When looking at business as mission (BAM), Sills offers this helpful thought, “Must Western missionaries be the front-line missionaries? Perhaps our most creative access would be to go to countries that we can enter more easily, and disciple, train, and equip believers there to go to countries that may be closed to US citizens but more accessible to them” (2058–2060). Sills revisits this theme when he interacts with the church in the Global South (Chapter 10). The Global South has more believers than the traditional church in the West. Though the West has more money and better technology, these are not enough to reach the world. Some may suggest digitizing and sending technological devices to disciple believers. However, Sills says, “The majority prefers a person to teach them— someone to explain face-to-face and someone to walk down the road of life with them. Technology is a wonderful blessing and will be increasingly adopted by peoples around the world, but most still prefer the message in human form to disciple, correct, clarify and model” (1306–1308).
Even though this book is targeted towards a Western audience, it does not champion the Western missionary as the world’s only hope of hearing the gospel. Sills writes, “Nationals must be trained to fulfill the task, not only because we could never amass enough missionaries to do the task but also in order for everyone to do what God is calling them to do” (2726–2728). When is someone discipled? Sills gives his answer, “True success in evangelism, discipleship and theological education is achieved when new believers can understand, remember and retell what they have learned” (1339–1340).
Sills devotes an entire chapter to the role of the church in sending missionaries (Chapter 7). He emphasizes the role and priority of the church to send missionaries. However, he does suggest that churches partner with agencies because of the challenges of sending missionaries. Agencies under- stand language learning, missiology, culture shock, raising children overseas, and team dynamics with more experience than local churches. When churches partner with agencies they must align theologically and missiologically. Newer agencies, such as Reaching and Teaching exist because traditional agencies have narrowed their missiological focus.
The chapter with the greatest weakness is Helping without Hurting (Chapter 6). With the chapter title, the reader would expect an excerpt and more interaction with current social justice books, When Helping Hurts, Toxic Charity, Serving with Eyes Wide Open, etc. Instead of interacting with the different models addressed in these books, Sills gives more open-ended questions to the various situations presented within the chapter. While this is a de nite weakness it also aligns with Sills’ attempt to be more general and get the reader thinking about current trends. He offers 6 R’s to guide missionaries, namely, rescue, relief, rebuild, restore, reconcile, and redeem. Once again, the emphasis is on empowering the indigenous.

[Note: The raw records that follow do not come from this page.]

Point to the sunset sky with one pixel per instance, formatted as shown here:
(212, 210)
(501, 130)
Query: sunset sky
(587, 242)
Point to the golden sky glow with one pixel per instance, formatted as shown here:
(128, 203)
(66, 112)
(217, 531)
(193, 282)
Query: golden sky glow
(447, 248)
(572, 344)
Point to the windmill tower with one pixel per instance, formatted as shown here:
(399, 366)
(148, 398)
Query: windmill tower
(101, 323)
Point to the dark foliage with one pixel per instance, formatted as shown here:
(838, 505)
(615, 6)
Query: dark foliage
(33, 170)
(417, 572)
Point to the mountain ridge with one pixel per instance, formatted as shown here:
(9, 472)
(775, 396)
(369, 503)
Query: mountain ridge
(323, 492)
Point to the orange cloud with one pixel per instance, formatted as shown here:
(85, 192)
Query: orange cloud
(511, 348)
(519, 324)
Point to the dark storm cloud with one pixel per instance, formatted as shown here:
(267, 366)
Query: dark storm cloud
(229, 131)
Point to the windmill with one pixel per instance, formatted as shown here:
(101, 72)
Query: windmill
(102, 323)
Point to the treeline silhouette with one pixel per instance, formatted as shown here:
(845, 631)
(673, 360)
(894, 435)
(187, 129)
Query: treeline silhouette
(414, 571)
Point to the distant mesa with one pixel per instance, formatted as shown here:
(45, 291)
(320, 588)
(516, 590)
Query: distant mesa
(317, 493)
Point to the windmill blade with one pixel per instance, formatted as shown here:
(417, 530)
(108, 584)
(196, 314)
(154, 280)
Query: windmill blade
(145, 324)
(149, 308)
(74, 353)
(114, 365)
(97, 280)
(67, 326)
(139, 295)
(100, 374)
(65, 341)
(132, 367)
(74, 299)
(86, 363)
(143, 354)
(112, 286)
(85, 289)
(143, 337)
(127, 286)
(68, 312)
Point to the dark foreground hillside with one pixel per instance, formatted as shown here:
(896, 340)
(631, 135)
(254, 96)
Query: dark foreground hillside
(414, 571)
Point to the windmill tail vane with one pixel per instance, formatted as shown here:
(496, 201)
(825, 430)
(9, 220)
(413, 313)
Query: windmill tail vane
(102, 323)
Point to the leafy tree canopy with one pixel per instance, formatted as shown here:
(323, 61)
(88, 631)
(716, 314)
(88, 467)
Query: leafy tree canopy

If you are looking for a comprehensive treatment of current trends in missions then this book is not for you. However, if you want out-of-the-box thinking about current missions trends then read this book. While Sills says his target audience comprises current missions practitioners or students, I would suggest that the book be read by missions-minded pastors, missions committees, and any missions-minded Christian.
The book would benefit with questions at the end of each chapter for discussion. I imagine a missions committee or small group discussing the chapters in the book each week. Each chapter would be a great discussion starter for churches to evaluate past mission experiences and plan for future missions encounters. I recommend that you put Changing World Unchanging Mission on your reading list.